Pretty vague answers from The Great One, no?
He doesn’t say long to short or short to long. He doesn’t talk about speed work or mental toughness. He talks about the obvious.
But I firmly believe you cannot have a donkey winning the Kentucky Derby. See bullet point #2.
Thus, raw speed or genetics has a huge impact on whether you will succeed as an elite 400 meter sprinter.
But I don’t want to send kids away to soccer or football. A good well laid-out training program will improve any athlete. After all, improving is what it’s all about?

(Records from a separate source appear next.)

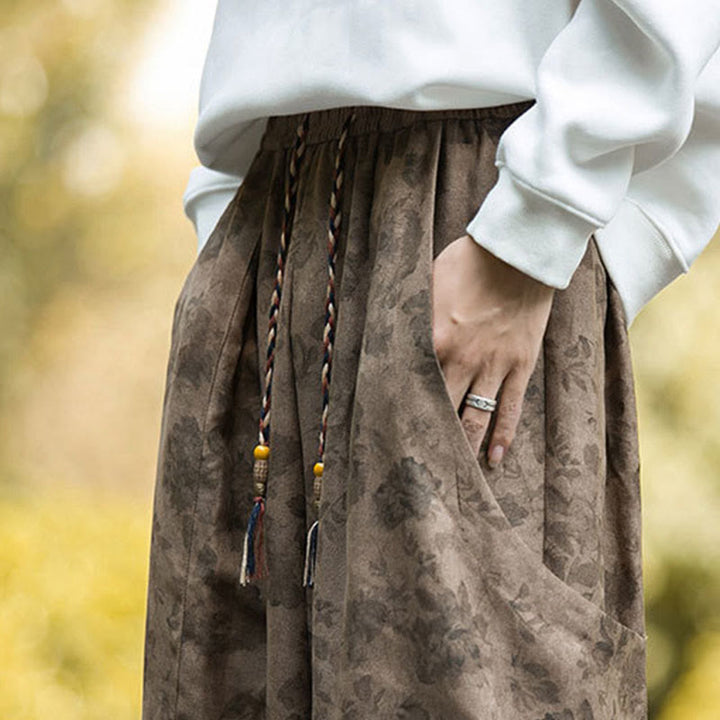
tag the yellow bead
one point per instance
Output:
(261, 452)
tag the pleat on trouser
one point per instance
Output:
(443, 588)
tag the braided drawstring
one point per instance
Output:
(328, 339)
(253, 561)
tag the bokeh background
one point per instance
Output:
(97, 107)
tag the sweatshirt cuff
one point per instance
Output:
(638, 256)
(206, 196)
(531, 231)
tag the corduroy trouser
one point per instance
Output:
(442, 589)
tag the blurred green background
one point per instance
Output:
(97, 107)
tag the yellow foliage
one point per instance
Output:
(73, 567)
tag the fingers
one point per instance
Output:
(507, 414)
(476, 422)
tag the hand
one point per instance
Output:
(489, 319)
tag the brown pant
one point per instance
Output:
(444, 589)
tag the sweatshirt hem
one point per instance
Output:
(638, 256)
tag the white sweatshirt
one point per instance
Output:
(623, 140)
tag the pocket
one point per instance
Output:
(540, 607)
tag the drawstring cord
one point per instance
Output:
(253, 559)
(328, 339)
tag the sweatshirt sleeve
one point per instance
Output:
(615, 97)
(670, 212)
(209, 191)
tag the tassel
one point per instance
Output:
(312, 536)
(252, 565)
(310, 555)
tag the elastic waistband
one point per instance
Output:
(324, 125)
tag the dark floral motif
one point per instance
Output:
(443, 588)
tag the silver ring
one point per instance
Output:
(479, 402)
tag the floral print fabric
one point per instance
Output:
(444, 589)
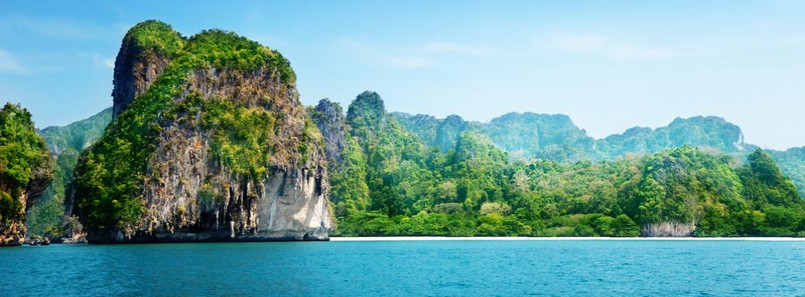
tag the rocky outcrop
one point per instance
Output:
(329, 118)
(668, 229)
(233, 156)
(137, 66)
(25, 173)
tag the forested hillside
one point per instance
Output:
(392, 180)
(46, 217)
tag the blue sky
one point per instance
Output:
(610, 65)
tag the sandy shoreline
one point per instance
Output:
(442, 238)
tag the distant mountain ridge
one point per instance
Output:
(555, 137)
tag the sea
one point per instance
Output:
(409, 268)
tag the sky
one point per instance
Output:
(609, 65)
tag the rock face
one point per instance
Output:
(668, 229)
(137, 66)
(329, 118)
(25, 171)
(231, 156)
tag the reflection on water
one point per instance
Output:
(408, 268)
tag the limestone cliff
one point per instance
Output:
(329, 118)
(25, 171)
(214, 146)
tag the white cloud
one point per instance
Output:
(109, 63)
(579, 42)
(603, 45)
(413, 57)
(61, 28)
(374, 55)
(10, 64)
(635, 53)
(99, 60)
(454, 48)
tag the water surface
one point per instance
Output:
(430, 268)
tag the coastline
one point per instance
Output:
(444, 238)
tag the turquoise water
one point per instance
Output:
(434, 268)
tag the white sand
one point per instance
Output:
(442, 238)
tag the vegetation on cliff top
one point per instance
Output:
(45, 217)
(23, 156)
(391, 183)
(109, 175)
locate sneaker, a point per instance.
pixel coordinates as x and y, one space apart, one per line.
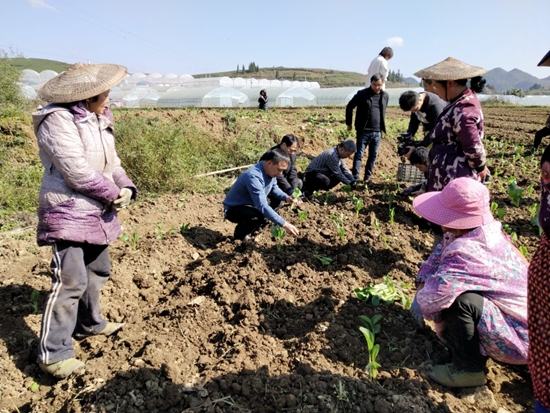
63 368
109 329
449 376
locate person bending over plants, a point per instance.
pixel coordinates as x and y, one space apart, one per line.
328 169
288 181
246 202
473 285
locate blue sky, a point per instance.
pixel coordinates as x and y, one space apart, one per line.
198 36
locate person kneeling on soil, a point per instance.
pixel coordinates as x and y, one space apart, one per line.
328 169
288 181
418 158
473 286
246 202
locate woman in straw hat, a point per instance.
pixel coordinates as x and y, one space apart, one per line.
83 187
457 136
473 286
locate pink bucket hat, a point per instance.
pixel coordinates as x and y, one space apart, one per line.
462 204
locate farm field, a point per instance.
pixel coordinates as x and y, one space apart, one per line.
212 326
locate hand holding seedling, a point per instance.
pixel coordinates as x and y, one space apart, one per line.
291 229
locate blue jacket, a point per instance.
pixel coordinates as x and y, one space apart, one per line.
252 188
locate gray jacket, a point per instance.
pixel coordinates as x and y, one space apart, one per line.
82 177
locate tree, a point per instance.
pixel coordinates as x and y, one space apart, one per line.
10 93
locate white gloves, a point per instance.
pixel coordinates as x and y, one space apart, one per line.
124 198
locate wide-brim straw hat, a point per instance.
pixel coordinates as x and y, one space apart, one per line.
81 81
545 60
462 204
450 69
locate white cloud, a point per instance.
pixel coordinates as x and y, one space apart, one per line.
394 42
40 4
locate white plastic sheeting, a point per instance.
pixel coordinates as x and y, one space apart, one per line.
46 75
30 77
141 97
296 96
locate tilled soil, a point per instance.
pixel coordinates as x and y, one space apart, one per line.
213 326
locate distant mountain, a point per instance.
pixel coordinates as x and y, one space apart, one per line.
500 80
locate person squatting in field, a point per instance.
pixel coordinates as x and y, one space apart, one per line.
83 188
288 181
473 285
457 137
246 202
328 169
370 122
425 108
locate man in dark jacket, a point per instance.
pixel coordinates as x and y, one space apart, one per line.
371 104
288 180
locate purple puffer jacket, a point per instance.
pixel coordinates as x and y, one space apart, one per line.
457 138
82 177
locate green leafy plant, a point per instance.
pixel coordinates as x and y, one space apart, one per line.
35 295
324 260
514 192
372 323
295 195
374 349
339 222
184 228
523 250
132 241
387 291
302 216
278 233
384 238
357 205
160 232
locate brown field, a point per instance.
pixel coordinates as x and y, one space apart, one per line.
213 327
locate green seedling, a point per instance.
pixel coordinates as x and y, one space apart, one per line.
523 250
374 349
302 215
357 205
35 295
514 192
500 213
324 260
339 222
184 228
295 195
534 211
160 232
388 291
384 238
346 189
132 241
371 322
278 233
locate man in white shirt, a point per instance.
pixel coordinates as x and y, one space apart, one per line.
380 65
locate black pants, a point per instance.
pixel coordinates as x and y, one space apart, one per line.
460 332
539 135
247 218
315 180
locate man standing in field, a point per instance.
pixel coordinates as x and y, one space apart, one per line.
371 104
246 202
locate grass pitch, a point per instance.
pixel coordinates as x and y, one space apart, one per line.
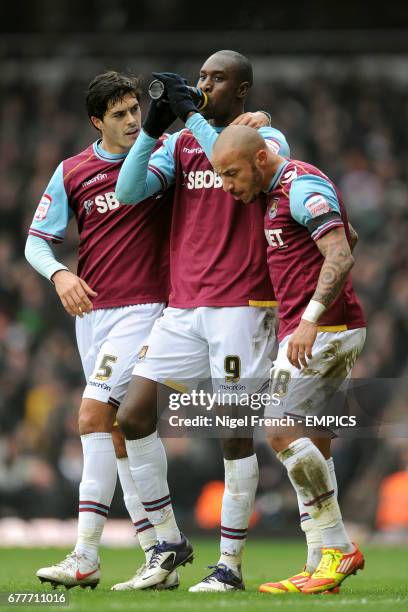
383 584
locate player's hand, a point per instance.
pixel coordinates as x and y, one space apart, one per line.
159 117
73 293
301 343
179 97
255 120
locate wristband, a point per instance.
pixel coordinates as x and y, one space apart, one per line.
267 116
313 312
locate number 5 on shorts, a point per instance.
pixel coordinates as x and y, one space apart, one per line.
104 370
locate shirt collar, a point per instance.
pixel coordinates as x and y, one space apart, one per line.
105 155
276 176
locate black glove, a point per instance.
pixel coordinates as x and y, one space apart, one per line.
179 96
159 117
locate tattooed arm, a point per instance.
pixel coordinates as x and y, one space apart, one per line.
353 237
337 263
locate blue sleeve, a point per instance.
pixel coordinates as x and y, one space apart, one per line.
203 132
206 136
53 212
314 204
276 140
40 256
143 173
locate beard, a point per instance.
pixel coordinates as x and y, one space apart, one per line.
256 182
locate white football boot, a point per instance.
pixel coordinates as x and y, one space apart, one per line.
136 583
159 569
221 580
74 570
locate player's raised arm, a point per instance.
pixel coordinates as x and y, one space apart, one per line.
184 107
143 172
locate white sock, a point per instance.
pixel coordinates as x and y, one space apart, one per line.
148 466
95 491
311 529
309 474
241 481
144 529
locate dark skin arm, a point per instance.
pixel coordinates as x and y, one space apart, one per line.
337 263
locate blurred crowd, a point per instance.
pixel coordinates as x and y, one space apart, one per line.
356 130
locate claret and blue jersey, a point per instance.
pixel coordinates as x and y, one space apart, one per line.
302 206
123 250
217 249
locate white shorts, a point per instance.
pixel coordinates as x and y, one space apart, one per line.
231 345
307 392
109 342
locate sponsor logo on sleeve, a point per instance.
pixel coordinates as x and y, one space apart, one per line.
273 145
317 205
289 176
42 208
143 351
273 209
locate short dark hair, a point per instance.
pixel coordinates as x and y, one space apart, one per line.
108 88
243 65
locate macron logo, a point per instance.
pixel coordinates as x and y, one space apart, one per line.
99 177
195 150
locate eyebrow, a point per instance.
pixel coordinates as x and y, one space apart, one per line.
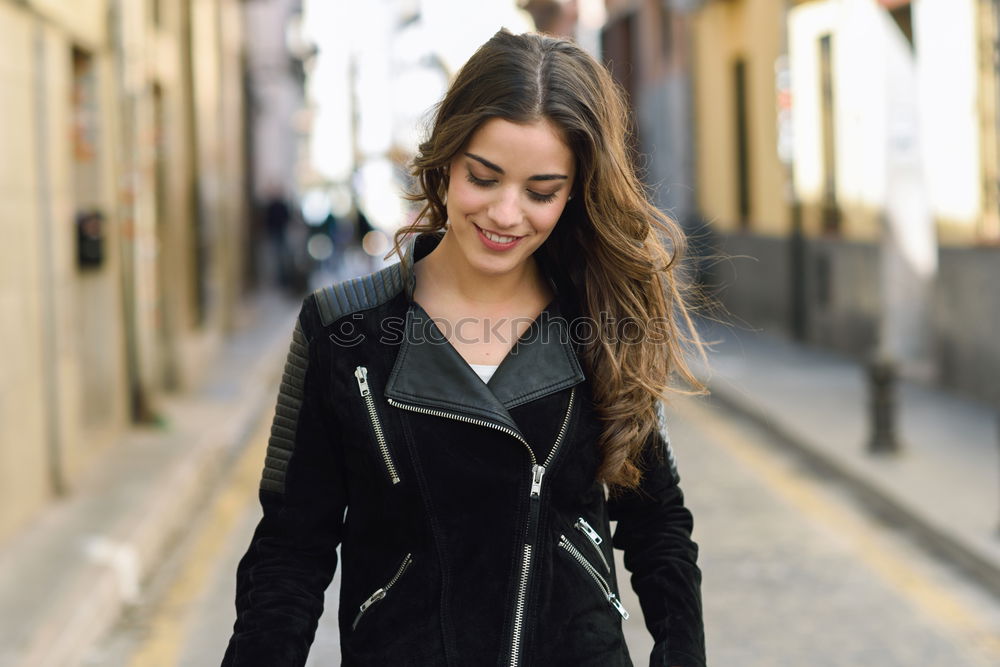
494 167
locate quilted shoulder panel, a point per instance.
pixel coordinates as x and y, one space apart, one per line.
281 444
357 294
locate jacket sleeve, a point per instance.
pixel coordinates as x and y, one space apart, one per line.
654 530
281 579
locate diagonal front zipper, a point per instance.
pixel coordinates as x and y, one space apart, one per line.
361 373
594 539
537 474
601 582
380 594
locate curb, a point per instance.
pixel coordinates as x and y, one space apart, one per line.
109 583
938 540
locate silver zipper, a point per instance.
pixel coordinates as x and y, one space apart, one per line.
361 373
463 418
382 592
594 539
595 575
537 474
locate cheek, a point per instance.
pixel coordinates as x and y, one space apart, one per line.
463 197
546 222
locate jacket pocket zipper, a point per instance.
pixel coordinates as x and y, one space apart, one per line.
380 594
361 373
595 540
601 582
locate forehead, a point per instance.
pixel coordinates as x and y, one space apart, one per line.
533 147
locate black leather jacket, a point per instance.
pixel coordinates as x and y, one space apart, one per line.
472 531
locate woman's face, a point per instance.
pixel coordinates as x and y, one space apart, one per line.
506 190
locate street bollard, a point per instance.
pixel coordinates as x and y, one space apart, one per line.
882 387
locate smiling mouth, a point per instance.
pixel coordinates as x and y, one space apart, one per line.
497 238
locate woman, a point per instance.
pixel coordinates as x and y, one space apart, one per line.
467 422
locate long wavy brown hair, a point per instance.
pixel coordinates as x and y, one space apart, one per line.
612 251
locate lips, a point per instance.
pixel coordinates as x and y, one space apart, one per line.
498 241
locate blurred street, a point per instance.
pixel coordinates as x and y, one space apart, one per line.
176 175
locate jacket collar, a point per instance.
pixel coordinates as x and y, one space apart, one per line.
430 372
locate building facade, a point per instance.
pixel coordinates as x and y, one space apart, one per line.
850 148
123 212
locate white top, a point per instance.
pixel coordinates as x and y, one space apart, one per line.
484 371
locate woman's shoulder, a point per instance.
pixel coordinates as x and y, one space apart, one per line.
353 295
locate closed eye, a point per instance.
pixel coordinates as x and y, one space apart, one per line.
481 182
544 199
487 182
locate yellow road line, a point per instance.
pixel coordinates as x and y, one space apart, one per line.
169 620
934 600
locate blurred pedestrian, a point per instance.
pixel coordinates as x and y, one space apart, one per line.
276 220
465 424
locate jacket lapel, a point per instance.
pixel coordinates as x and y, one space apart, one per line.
430 373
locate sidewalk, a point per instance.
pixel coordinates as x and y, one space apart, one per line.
943 486
67 577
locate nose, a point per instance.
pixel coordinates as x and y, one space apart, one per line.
505 211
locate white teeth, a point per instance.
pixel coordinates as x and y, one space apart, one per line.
496 238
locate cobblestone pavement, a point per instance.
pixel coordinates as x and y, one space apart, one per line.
795 572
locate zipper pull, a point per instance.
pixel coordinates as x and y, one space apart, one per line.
619 607
588 531
376 596
537 472
362 374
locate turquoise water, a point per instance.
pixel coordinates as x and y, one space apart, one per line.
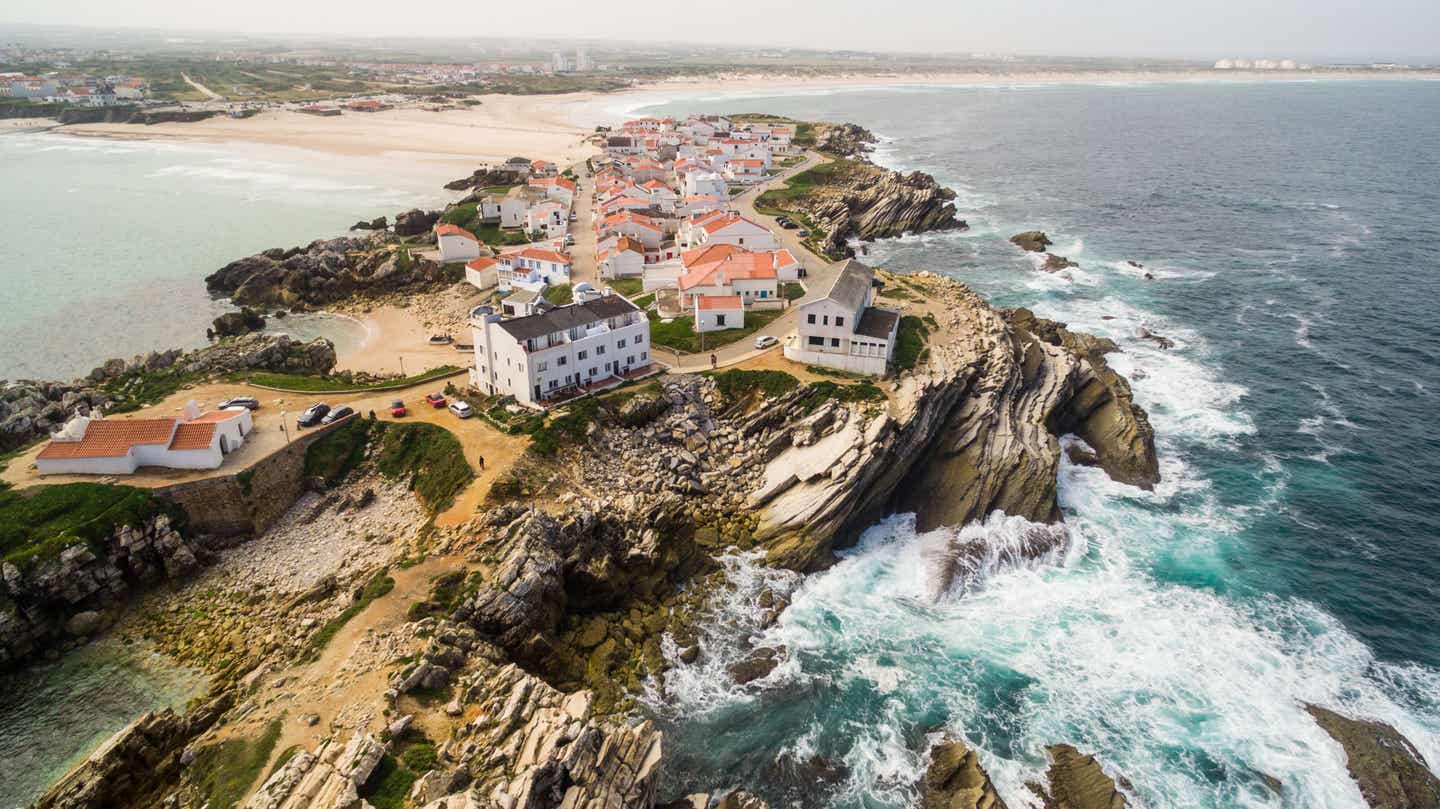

Because improvement brings out so many other qualities such as self-esteem, confidence, and goal setting, just to name a few.
And of course, the coach’s real role is not to screw up your athletes. Most athletes will improve with any training program with realistic training loads and sufficient rest.
But whether they make it to the Olympic podium is another matter.
About Bill Bowerman
Bill Bowerman was a legendary coach at the University of Oregon and producer of many national champions and Olympians during his 25-season tenure. Winner of numerous track and football state championships as a high school coach, he won four NCAA team titles and produced team members for six consecutive Olympic Games as a collegiate coach.
He also served as head coach for the U. S. Olympic Team in 1972. He produced world-record holders in the 100, 400, and discus, as well as the 440-yard relay and the 4 x 1 mile relay.
He was co-founder of Nike and the author of Jogging, which launched the running boom in the United States.
About Bill Freeman
Bill Freeman coached track athletes for 30 years, working with athletes from the middle school level through the Olympic Trials levels.
He was the director of the combined events competitions at the 1972, 1976, and 1980 U. S. Olympic Trials.
A professor of exercise science at Campbell University in North Carolina, his other books include Peak When It Counts : Periodization for American Track and Field (4th ed), which is required reading for USA Track and Field coaching certification, Physical Education and Sport in a Changing Society (6th Edition), Competitive Runner’s Training Book with Bill Dellinger, and the previous editions of this book, starting with Coaching Track and Field in 1974.